As a hedge against inflation, structured settlement annuities fail miserably
As a hedge against inflation, structured settlement annuities fail miserably. Over the past 25 years, inflation has averaged 4.43% per year, which means that the buying power of your money is diminished by 4.4% per year. This means that, just to maintain the earning value of your money, you must get an annual return on investment that is equal to the rate of inflation, or 4.43% per year.
As a result of historically low interest rates, the life insurance companies that issue structured annuities are hard-pressed to match the average rate of inflation. While every case varies with the "rated age" assigned to a personal injury victim by the annuity provider, the rates of return on structured annuities range today from less than one percent to four percent (if you're lucky). With an annual rate of return somewhere between one and four percent (in the majority of cases), structured annuities fail miserably in keeping up with the average rate of inflation. This means that you are losing money when you buy a structured settlement annuity, because the earning value of your money is actually decreasing. That's not a good thing!

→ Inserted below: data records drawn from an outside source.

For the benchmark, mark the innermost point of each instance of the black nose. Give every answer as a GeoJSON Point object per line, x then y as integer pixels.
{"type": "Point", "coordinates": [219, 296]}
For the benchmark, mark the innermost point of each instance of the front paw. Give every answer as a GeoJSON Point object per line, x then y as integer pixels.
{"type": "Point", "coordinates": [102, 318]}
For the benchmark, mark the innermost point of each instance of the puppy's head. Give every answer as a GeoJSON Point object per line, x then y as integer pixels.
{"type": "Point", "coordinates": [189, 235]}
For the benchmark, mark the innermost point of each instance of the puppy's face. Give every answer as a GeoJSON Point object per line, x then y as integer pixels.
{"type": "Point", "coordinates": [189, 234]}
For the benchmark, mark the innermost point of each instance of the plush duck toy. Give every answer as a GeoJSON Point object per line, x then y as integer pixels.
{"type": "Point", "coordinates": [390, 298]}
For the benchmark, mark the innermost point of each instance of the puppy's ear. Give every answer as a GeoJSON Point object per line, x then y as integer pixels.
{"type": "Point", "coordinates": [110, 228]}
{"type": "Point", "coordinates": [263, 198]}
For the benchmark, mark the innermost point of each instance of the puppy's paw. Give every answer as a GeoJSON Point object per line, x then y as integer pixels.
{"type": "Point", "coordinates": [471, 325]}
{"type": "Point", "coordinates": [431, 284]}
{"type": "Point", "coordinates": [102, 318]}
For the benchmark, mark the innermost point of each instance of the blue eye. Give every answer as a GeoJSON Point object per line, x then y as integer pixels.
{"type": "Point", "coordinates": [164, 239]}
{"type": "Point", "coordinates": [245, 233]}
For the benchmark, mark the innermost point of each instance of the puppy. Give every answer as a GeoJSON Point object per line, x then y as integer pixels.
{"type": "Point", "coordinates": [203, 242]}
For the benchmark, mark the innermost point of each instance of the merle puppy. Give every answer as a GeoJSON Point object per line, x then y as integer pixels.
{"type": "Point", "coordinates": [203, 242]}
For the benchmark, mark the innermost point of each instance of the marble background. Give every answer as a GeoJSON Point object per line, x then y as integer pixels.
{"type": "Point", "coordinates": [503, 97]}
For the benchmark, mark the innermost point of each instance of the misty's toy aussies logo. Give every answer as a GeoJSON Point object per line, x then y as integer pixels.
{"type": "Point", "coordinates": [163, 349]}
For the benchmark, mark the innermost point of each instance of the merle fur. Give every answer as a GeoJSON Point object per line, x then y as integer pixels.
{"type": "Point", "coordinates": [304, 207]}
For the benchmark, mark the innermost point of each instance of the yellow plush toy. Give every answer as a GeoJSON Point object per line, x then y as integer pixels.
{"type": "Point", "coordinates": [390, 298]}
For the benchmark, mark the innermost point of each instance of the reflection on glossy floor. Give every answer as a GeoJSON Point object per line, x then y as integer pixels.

Structured settlement brokers will try to mollify your concerns about inflation by offering a cost of living adjustment (known as a "COLA") to the annual annuity payments that increase the monthly payments by three to four percent. That's fine, but you pay for the COLA big time by reducing the amount of the monthly payments you will receive. Even with the COLA added to your annuity, you still are not keeping up with the historic rate of inflation of 4.43% and thus, the value of your money is diminishing.
Structured annuity brokers for the defense will push annuities on you since they stand to make a four percent commission on the amount of the annuity. For example, with a $1 million annuity, the broker gets $40,000. Not a bad day's work!
There are situations where structured annuities make sense, such as a paralyzed four year old infant with a substandard life expectancy, but that is the unusual situation. For my clients, I rarely recommend structured settlement annuities...or at least I'll wait until the interest rates go up.